A Machine Learning Approach to Analyze and Support Anti-corruption Policy

Elliott Ash (ETH Zurich)
Sergio Galletta (University of Bergamo)
Tommaso Giommoni (ETH Zurich)

Abstract : Can machine learning support better governance? In the context of Brazilian municipalities, 2001-2012, we have access to detailed accounts of local budgets and audit data on the associated fiscal corruption. Using the budget variables as predictors, we train a tree-based gradient-boosted classifier to predict the presence of corruption in held-out test data. The trained model, when applied to new data, provides a prediction-based measure of corruption that can be used for new empirical analysis or to support policy responses. We validate the empirical usefulness of this measure by replicating and extending some previous empirical evidence on corruption issues in Brazil. We then explore how the predictions can be used to support policies toward corruption. Our policy simulations show that, relative to the status quo policy of random audits, a targeted policy guided by the machine predictions could detect almost twice as many corrupt municipalities for the same audit rate. Similar gains can be achieved for a politically neutral targeting policy that equalizes audit rates across political parties.


Why Governments Grow “lemons” in the Market for Technology

Natalia Lamberova (Georgia Institute of Technology)

Abstract : Governments around the world spend an enormous amount of money on R&D. A large part of this investment is wasted, flooding the system with patents that never result in any actual innovation. This effect is especially pronounced in countries with the low level of government accountability. To reconcile the growth of “lemon patents” with the genuine desire of the government to spur innovation, I offer a game-theoretic model, in which the government has a significant stake in technological development and invests in R&D, even if this simultaneously encourages the growth of “lemons”. I illustrate the mechanism by demonstrating the causal impact of Russia’s government policy, which resulted in a simultaneous increase in the number of high-quality patents and a decrease in the share of such patents in the patent pool.

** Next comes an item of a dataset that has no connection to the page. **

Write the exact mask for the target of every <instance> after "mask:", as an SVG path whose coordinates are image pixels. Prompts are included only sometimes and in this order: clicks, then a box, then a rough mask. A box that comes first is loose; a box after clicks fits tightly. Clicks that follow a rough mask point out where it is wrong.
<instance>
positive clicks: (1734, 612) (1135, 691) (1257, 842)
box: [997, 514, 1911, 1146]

Subsidies for Sale: Post-government Career Concerns, Revolving-door Channels, and Public Resource Misallocation in China

Zeren Li (Duke University)

Abstract : While the existing literature focuses on how revolving-door officials deliver favorable government treatment to firms after leaving public office, this paper theorizes that the post-government career concerns of public officials distort public resource allocation while still in office. To test this theory, I construct a new dataset that links over 98,000 corporate subsidy programs approved by multiple levels of governments with revolving-door officials who joined publicly listed Chinese firms between 2007 and 2019. I show that forward-looking officials provide sizable favorable subsidies to their future employers. To verify the exchange of favors, I document that firms repay public officials who have provided favorable subsidies by hiring and paying them enormous amounts of cash compensation. Finally, I find that the reputation cost is the mechanism through which this quid pro quo relationship is sustained.